The Campi were a family of Italian painters in Cremona in the 16th century. In the north of Italy, where they had the splendid example of the Venetians and some knowledge of Flemish and German art, the contrasts of light and shade could express the Mannerist feeling perfectly, as in the work of the Campi at Cremona.

The head of the family was Galeazzo Campi (1477-1536), a pupil of Boccaccio Boccaccini. His close contacts with Tommaso Aleni are assumed, owing to stylistic alliance. In his landscapes influences from Giovanni Bellini and Perugino can be observed. He was the father of Giulio, Antonio and Vincenzo.

Giulio Campi worked chiefly in Cremona. His first altarpieces reveal ideas from Brescia and the Emilia. He collaborated with Camillo Boccaccino, later was influenced by Giulio Romano and Pordenone.
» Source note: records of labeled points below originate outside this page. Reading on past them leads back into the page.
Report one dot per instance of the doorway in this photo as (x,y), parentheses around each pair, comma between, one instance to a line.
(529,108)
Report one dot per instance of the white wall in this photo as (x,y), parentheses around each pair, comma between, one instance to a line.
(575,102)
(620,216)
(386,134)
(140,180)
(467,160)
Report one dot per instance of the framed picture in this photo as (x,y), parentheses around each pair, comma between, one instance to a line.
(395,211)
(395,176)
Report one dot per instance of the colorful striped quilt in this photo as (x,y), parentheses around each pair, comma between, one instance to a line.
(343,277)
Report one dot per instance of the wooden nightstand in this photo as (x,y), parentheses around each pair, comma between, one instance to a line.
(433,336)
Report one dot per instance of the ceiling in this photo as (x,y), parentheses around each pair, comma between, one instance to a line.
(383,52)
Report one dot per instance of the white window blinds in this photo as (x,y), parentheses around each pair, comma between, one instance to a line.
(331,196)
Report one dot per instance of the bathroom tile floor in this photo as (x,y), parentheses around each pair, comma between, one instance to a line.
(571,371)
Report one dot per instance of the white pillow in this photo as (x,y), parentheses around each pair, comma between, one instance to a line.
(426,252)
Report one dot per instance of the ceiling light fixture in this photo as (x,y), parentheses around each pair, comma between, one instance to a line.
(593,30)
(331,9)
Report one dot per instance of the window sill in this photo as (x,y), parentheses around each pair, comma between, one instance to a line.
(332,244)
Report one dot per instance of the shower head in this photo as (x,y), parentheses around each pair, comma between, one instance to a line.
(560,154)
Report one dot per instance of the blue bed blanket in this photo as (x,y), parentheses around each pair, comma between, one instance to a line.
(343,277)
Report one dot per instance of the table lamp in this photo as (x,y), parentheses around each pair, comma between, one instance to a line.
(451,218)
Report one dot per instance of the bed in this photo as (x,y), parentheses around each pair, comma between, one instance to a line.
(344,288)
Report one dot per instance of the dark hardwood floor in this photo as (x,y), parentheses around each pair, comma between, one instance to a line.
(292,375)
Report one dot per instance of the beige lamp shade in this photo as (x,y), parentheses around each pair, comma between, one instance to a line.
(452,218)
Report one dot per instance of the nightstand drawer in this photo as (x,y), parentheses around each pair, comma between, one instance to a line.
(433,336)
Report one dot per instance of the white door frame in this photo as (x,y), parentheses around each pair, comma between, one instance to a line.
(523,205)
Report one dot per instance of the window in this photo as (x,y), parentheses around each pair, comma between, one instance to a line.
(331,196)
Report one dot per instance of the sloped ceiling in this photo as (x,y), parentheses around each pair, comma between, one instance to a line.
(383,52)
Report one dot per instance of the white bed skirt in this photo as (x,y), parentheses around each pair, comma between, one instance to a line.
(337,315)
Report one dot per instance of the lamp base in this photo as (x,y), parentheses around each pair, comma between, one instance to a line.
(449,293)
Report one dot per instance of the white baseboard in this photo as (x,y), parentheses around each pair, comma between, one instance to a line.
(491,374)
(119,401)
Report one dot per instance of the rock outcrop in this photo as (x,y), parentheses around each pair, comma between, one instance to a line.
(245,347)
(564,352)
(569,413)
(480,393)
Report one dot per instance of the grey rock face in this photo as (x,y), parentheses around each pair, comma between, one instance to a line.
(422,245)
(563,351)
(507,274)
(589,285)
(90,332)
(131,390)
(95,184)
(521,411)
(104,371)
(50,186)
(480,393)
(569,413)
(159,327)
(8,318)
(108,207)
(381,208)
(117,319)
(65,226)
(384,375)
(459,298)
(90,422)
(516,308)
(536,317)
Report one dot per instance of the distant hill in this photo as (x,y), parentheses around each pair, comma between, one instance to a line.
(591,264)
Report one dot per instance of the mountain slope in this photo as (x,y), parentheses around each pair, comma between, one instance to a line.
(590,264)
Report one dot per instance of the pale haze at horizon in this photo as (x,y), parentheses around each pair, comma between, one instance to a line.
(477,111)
Antonio Campi (Cavaliere Antonio) was the second son of Galeazzo. His initial works remain close to the style of his brother Giulio, and that of Camillo Boccaccino. His graphic works exhibit influences from Parmigianino and Emilian sculpture. In 1560 he abandoned collaboration with his brother Giulio and began to develop more independently. He had probably contacts with Peterzano in the last decade, whose Reformist style he approached.
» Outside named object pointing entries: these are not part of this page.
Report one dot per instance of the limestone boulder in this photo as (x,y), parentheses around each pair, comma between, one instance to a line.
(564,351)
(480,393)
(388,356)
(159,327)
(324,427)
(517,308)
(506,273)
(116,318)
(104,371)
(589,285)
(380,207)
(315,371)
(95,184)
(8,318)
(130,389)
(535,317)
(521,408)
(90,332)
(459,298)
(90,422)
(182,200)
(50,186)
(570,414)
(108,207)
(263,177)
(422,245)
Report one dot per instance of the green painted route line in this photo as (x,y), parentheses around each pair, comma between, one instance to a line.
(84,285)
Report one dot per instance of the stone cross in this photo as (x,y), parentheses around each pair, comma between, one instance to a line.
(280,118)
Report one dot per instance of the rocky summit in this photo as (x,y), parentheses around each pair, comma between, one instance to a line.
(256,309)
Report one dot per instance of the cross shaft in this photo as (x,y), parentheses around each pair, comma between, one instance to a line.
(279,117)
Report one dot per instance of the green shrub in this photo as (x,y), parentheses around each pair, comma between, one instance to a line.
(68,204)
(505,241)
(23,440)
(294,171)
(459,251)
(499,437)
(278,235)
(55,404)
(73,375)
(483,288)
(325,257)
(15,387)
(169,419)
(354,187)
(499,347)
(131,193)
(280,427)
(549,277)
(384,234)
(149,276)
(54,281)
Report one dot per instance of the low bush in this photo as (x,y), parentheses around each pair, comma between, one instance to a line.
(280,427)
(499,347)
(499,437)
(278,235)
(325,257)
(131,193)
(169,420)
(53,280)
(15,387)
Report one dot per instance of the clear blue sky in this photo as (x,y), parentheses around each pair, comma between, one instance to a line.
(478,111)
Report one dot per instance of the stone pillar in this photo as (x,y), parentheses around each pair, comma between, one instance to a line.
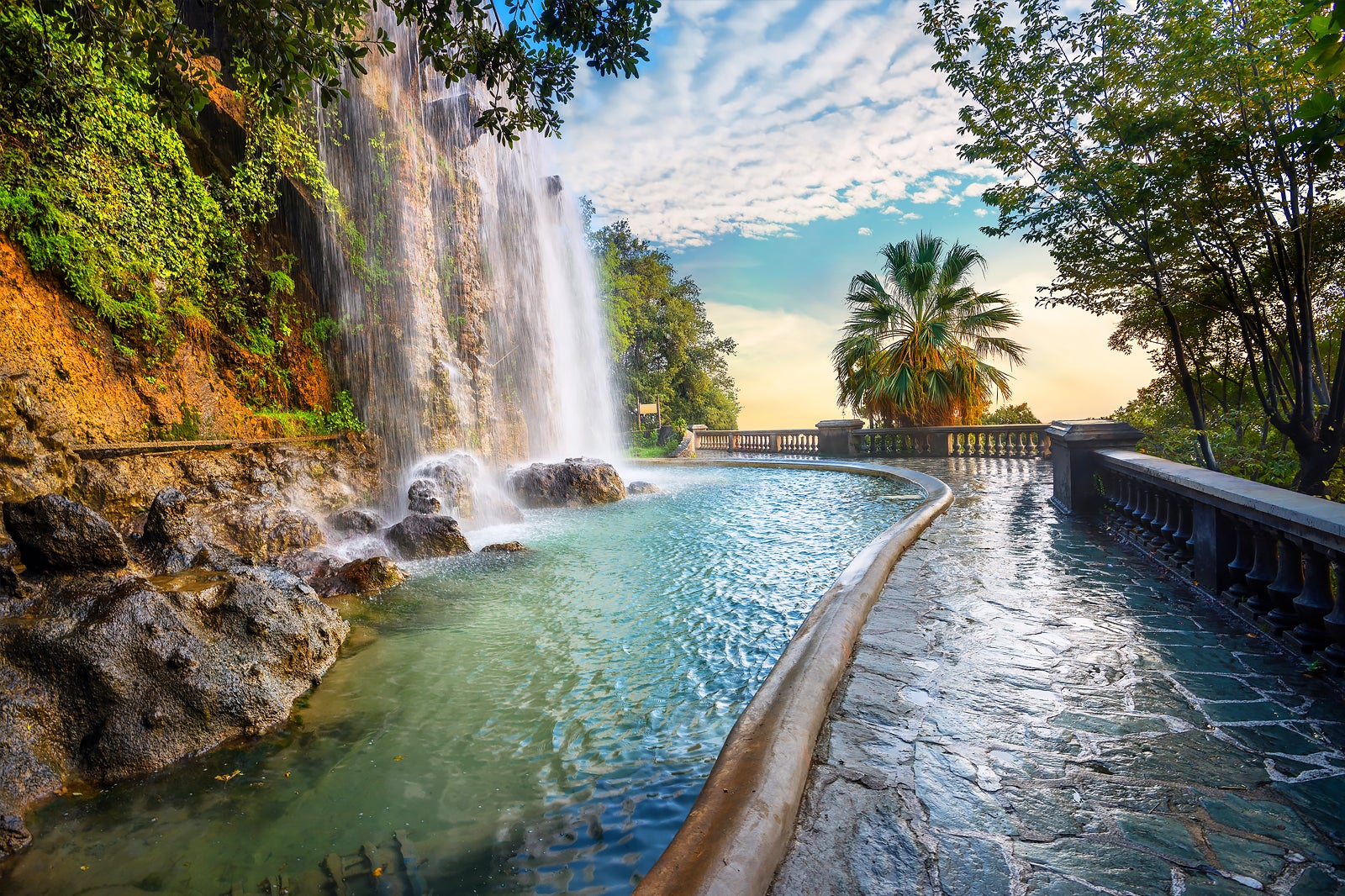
(1073,445)
(834,437)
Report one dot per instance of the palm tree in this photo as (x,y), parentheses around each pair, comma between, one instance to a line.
(916,346)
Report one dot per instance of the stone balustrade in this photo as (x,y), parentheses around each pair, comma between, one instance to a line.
(851,439)
(770,441)
(1273,555)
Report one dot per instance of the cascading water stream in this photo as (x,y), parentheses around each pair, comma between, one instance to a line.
(459,273)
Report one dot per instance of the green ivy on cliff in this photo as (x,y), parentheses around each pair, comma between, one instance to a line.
(107,188)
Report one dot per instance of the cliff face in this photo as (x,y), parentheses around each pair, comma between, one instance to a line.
(89,392)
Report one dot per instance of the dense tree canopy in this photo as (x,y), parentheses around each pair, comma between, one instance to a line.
(914,350)
(663,345)
(526,55)
(1163,154)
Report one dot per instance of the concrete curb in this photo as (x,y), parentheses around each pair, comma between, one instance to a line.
(741,824)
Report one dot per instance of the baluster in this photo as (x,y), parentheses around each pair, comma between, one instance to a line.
(1147,512)
(1242,564)
(1315,600)
(1153,533)
(1262,573)
(1127,493)
(1185,529)
(1335,620)
(1168,532)
(1289,582)
(1137,513)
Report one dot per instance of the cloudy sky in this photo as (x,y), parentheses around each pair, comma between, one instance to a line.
(773,147)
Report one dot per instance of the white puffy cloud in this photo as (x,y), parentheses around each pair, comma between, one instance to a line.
(760,118)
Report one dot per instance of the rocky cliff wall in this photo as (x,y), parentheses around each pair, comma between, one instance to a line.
(89,390)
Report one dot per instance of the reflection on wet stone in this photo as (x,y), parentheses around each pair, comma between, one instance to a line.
(1035,709)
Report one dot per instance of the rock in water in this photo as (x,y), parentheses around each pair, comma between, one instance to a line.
(112,677)
(454,477)
(421,498)
(504,548)
(571,483)
(356,521)
(54,533)
(170,540)
(361,577)
(423,535)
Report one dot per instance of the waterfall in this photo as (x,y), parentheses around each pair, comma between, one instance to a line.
(466,296)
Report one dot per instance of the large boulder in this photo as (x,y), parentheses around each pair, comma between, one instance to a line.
(423,535)
(170,540)
(571,483)
(452,478)
(103,678)
(367,576)
(356,522)
(268,528)
(54,533)
(421,498)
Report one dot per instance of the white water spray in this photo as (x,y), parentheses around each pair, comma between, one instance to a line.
(467,299)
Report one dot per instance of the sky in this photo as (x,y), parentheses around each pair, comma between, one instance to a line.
(773,147)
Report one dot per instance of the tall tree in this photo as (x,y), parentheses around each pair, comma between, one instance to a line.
(1153,150)
(916,345)
(663,343)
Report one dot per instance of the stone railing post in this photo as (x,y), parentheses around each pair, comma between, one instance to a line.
(834,437)
(1073,445)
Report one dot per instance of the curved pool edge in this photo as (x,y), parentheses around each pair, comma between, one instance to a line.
(740,826)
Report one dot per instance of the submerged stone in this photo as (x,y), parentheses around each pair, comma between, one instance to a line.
(367,576)
(571,483)
(421,498)
(508,546)
(421,535)
(353,521)
(108,678)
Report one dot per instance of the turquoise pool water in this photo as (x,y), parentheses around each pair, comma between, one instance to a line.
(537,723)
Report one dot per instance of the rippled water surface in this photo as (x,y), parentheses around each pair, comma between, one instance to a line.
(535,723)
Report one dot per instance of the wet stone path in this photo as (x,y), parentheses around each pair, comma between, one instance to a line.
(1036,709)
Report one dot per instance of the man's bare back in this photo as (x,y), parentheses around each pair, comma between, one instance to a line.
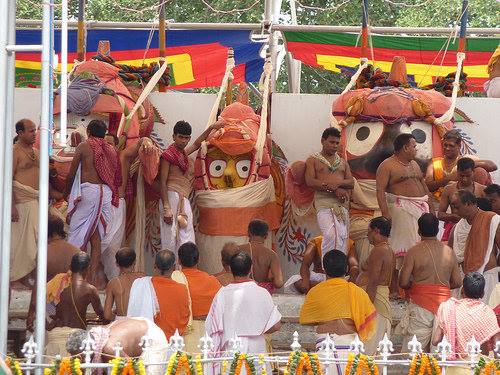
(431,262)
(265,264)
(71,311)
(118,293)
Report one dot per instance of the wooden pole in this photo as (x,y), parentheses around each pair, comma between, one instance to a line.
(162,38)
(80,49)
(364,29)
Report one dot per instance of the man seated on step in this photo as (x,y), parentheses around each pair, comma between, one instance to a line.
(71,295)
(266,268)
(338,307)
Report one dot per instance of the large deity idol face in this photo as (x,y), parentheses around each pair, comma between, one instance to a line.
(368,144)
(226,171)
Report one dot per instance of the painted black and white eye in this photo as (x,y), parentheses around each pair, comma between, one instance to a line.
(217,168)
(243,168)
(362,137)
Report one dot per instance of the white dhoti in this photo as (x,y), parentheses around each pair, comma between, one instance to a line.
(24,232)
(416,321)
(56,341)
(342,344)
(89,209)
(335,229)
(289,287)
(112,241)
(491,280)
(173,236)
(405,212)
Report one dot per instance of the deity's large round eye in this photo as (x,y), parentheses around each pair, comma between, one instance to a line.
(362,137)
(243,168)
(217,168)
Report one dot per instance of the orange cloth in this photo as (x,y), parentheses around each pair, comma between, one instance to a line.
(174,305)
(429,296)
(338,299)
(202,288)
(476,246)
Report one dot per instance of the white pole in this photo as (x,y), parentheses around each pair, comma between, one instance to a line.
(63,115)
(5,262)
(43,183)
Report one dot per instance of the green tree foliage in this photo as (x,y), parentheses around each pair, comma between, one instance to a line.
(417,13)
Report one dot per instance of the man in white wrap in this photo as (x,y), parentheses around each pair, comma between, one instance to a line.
(242,309)
(403,196)
(330,177)
(93,182)
(176,179)
(480,249)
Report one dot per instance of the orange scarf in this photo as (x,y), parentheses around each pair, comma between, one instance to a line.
(338,299)
(429,296)
(476,247)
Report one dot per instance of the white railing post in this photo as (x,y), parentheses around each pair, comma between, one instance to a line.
(29,350)
(385,348)
(357,346)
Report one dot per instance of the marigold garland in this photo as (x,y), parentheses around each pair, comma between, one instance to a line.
(239,360)
(358,363)
(422,364)
(127,366)
(179,361)
(487,368)
(65,366)
(14,366)
(299,361)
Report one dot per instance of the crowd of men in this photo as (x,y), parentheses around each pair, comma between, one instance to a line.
(448,278)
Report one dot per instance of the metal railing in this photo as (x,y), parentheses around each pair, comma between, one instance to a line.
(327,354)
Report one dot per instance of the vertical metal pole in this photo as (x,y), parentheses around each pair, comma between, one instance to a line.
(43,184)
(5,251)
(63,115)
(81,31)
(162,40)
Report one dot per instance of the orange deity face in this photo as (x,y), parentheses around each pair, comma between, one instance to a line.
(226,171)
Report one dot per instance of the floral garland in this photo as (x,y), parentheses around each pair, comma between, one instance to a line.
(238,360)
(487,368)
(127,366)
(424,364)
(65,366)
(14,366)
(359,362)
(298,361)
(179,361)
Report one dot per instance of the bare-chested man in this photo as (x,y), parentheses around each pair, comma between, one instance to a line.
(24,203)
(465,173)
(93,184)
(128,334)
(59,255)
(375,278)
(266,269)
(118,289)
(443,170)
(329,175)
(338,307)
(71,295)
(430,270)
(225,277)
(476,239)
(176,179)
(402,195)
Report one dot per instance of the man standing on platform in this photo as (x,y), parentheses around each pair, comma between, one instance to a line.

Vincenzo Campi trained under his brother Giulio. He painted mainly saints and portraits as well as genre-like still-lifes, like the two fruit and fishmongers' paintings at the Brera, Milan. Both show that he was influenced by Pieter Aertsen.

Bernardino Campi (1522-1591) was not directly related to Galeazzo Campi or his sons. Nevertheless he was an assistant to Giulio Campi and was influenced by Giulio Romano.